Wspomnieniami dramatycznej przygody z planu filmowego podzielił się ostatnio Andy Serkis, niezapomniany Gollum z „Władcy Pierścieni”.
Dla roli dołączył do stada małp
Andy Serkis, brytyjski aktor i reżyser filmowy, zyskał zasłużoną reputację dzięki swoim fenomenalnym umiejętnościom w zakresie przechwytywania ruchu. Ogromną popularność przyniosła mu rola Golluma w ekranizacji słynnej powieści J.R.R. Tolkiena „Władca Pierścieni". Odegrał również tę samą postać w trylogii „Hobbit". Za tę rolę zdobył m.in. Saturn Award, MTV Movie Award i Empire Award.

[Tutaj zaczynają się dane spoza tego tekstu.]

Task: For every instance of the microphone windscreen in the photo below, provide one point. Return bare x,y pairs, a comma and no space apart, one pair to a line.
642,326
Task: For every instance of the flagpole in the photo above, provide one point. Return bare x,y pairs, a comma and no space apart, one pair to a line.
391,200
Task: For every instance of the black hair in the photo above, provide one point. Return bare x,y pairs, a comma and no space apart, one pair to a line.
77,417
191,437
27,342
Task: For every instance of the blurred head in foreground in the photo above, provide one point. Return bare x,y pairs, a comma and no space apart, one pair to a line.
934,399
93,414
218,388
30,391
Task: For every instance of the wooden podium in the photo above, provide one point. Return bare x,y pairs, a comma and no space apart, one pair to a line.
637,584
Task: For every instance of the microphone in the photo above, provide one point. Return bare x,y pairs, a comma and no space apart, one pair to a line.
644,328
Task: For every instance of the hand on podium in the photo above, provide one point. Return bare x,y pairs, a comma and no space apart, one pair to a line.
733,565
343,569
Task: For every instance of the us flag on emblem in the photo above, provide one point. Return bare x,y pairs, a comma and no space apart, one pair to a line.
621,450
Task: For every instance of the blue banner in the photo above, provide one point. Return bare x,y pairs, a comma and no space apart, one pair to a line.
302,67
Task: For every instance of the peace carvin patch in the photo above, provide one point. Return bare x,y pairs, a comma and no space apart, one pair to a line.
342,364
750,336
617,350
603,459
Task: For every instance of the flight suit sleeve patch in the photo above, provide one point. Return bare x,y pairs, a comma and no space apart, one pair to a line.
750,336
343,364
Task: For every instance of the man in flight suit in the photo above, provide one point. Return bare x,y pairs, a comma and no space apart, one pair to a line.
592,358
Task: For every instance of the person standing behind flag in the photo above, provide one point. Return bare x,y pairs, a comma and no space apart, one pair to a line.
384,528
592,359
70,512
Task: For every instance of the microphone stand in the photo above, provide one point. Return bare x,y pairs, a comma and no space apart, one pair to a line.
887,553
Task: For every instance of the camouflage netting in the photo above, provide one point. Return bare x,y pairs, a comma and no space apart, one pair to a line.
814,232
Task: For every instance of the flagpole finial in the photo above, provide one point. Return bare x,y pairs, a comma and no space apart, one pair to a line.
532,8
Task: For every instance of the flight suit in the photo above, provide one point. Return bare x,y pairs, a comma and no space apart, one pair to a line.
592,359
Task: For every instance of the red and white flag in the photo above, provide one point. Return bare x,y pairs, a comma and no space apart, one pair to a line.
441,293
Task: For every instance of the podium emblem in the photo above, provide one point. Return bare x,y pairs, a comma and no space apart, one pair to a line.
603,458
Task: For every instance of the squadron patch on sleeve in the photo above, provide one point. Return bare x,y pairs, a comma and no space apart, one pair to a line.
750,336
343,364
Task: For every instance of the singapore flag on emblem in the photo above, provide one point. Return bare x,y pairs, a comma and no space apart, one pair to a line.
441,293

W remake'u kultowego „King Konga” z 2005 r. w reżyserii Petera Jacksona zagrał tytułową rolę gigantycznej bestii o romantycznej duszy. Podobnie jak w przypadku roli szympansa Cezara w „Gniewie planety małp" Serkis studiował ruchy zwierząt w ich naturalnym środowisku. Jak wspomina, mimo że to doświadczenie było bardzo przydatne i pouczające, to mogło się skończyć tragicznie.
Starcie aktora z gorylem. „Od początku mnie nie lubił”
Spotkanie z pewnym gorylem było jednym z najbardziej emocjonujących i niebezpiecznych momentów w karierze aktora. „Samiec z grupy, Bob, od początku mnie nie lubił. Kilka razy próbował mnie zastraszyć. Nie miał predyspozycji do tego, by być samcem alfa, ponieważ wychował się w cyrku z szympansami. Nie wiedział, co musi zrobić, żeby być samcem alfa dla trzech samic w stadzie. One uważały to za frustrujące, on uważał to za frustrujące, a ja byłem pośrodku tego całego zamieszania” – wspominał Serkis.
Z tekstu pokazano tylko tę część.